This branch only shortens the top layer (system compositor) in my original diagram. While using a swap interval zero shortens the middle/bottom layer:
https://docs.google.com/document/d/116i4TC0rls4wKFmbaRrHL_UT_Jg22XI8YqpXGLLTVCc/edit

The eye and the brain can easily perceive latency lower than 16ms and you quickly get used to it (and _want_ it lower than 16ms). Low enough latency and you start to imagine a fixed line or bar between your mouse and the screen. And then you never want it any other way...

Revision history for this message

Daniel van Vugt (vanvugt) wrote on 2015-06-18:

Forgot to mention: On desktop it's essentially the hardware cursor we're trying to catch up to here so that when moving things on screen, those things update fast enough to stick to the hardware cursor (which is sampled from the kernel super-late for minimal latency).

This branch represents the first time we've actually been able to display frames fast enough to stick to the hardware cursor (with a slight margin of error of a few milliseconds).

Revision history for this message

Andreas Pokorny (andreas-pokorny) wrote on 2015-06-18:

> "In the meantime, why is this done on the mg{a,m}::DisplayBuffer level?"
> Again, to ensure safety and that we are never guessing about render times, the
> optimization is only applied when there is no render time -- bypass/overlay
> mode.
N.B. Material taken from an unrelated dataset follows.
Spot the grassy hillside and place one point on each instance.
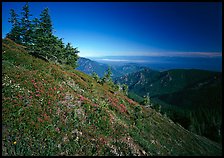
(50, 109)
This is good for Unity8 because it's always bypassed/overlayed.

Ok I complained about the - "at the end of post()" mostly because of making the decision inside DisplayBuffer instead of inside the rendering loop.. just as kdub stated. I think this behavior makes also sense if you have to render and if the render time is low enough. Of course then one has to deal with nesting. For a nested-bypass to make sense it should submit its updates as soon as possible. (Or as late as possible while ensuring that the host compositor still has enough time to redraw or bypass/overlay).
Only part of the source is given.